Since its launch, Bitcoin has experienced three halvings. Prior to 2012, the reward for each block in the chain mined was 50 BTC. After the first halving that occurred on November 28, 2012, the value of each block mined was cut in half to 25 BTC. The second halving occurred on July 9, 2016 which halved the value again to 12.5 BTC. The most recent halving transpired on May 11, 2020 that dropped the amount to 6.25 BTC per block. As of December 5, 2023, the Bitcoin network reached 819,817 blocks according to The next halving will happen at block 840,000 between April and May 2024.

As Bitcoin approaches the fourth halving, slated for 2024, the cryptocurrency community is buzzing with anticipation. While predicting the exact impact on price is challenging, the halving is widely regarded as a significant event that could shape the future trajectory of Bitcoin. The forthcoming halving is expected to witness a 50% reduction in the block reward, from 6.25 BTC to 3.125 BTC, further intensifying Bitcoin’s scarcity and potentially triggering another significant price surge. However, it is crucial to note that market dynamics and inflation rate can also play a role in determining the price trajectory following the halving.

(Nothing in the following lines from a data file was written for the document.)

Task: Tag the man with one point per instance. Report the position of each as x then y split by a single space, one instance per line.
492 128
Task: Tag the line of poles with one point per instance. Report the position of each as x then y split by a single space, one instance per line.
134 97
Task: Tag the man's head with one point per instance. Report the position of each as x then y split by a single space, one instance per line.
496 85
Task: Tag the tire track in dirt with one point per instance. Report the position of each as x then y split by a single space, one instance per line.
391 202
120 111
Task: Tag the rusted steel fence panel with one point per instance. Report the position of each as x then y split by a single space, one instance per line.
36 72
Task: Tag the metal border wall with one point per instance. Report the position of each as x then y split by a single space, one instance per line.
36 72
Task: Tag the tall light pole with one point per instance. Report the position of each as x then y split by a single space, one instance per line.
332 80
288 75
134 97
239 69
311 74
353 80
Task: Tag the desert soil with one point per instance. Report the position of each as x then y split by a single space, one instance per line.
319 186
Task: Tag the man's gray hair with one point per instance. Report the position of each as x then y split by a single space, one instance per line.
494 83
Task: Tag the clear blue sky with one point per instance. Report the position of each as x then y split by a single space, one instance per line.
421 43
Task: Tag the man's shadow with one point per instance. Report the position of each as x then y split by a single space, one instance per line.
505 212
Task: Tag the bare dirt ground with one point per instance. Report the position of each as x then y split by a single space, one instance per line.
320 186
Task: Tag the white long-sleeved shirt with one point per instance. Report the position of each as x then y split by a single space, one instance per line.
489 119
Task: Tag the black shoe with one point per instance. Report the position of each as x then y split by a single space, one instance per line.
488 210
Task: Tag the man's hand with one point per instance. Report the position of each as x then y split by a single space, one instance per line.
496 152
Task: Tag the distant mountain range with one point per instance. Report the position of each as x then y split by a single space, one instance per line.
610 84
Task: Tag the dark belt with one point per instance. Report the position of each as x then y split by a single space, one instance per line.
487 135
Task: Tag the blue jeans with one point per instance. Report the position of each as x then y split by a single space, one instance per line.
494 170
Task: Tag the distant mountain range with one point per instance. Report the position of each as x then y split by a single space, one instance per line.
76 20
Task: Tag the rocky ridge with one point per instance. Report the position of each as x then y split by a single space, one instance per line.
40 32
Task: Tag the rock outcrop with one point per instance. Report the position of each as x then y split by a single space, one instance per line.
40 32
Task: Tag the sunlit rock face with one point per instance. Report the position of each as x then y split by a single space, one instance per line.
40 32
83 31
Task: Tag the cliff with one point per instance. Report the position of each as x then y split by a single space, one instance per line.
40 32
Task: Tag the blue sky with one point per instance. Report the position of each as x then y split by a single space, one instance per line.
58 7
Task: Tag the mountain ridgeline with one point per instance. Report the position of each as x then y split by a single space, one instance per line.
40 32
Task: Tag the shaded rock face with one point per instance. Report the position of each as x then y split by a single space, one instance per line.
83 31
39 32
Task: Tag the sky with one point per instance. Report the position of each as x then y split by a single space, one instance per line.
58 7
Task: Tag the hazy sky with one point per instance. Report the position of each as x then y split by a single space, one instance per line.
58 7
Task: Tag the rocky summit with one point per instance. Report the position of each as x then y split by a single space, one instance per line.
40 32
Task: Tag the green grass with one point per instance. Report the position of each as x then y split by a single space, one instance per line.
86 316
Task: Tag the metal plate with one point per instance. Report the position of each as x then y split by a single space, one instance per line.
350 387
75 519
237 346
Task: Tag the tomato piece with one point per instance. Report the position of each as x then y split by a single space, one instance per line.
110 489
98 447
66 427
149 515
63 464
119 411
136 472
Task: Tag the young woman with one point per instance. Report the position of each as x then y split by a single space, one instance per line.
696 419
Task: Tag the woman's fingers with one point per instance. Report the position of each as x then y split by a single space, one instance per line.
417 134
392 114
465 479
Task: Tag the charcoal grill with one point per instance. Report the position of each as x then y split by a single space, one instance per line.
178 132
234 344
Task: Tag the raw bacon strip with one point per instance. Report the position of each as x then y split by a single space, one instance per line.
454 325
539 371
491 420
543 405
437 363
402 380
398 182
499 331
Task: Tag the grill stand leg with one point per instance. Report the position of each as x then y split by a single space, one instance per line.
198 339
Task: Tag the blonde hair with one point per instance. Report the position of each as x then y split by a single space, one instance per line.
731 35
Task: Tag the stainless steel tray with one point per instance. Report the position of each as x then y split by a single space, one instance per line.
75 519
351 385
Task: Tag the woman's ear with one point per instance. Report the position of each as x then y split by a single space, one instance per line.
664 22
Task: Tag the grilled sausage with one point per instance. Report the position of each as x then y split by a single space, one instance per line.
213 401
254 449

The dynamics of the cryptocurrency’s supply and demand are directly by Bitcoin halving. According to the law of supply and demand, a shortage in supply often drives up the price of a good or service. Driven by the halving mechanism, Bitcoin’s supply trajectory undergoes a periodic reduction, shaping the economic landscape of the cryptocurrency. Halvings effectively curtail the supply of new BTC, diminishing its availability in the market. Following its first halving in 2012, Bitcoin’s price surged from $12.35 to $127 over the span of 150 days. Likewise, the second halving event in 2016 witnessed a similar price appreciation, with Bitcoin rising from $650.53 to $758.61 within the next 150 days. The halving day of 2020 marked a trading price of $8,821.42 for Bitcoin, which soared to a whopping $10,943 within 150 days.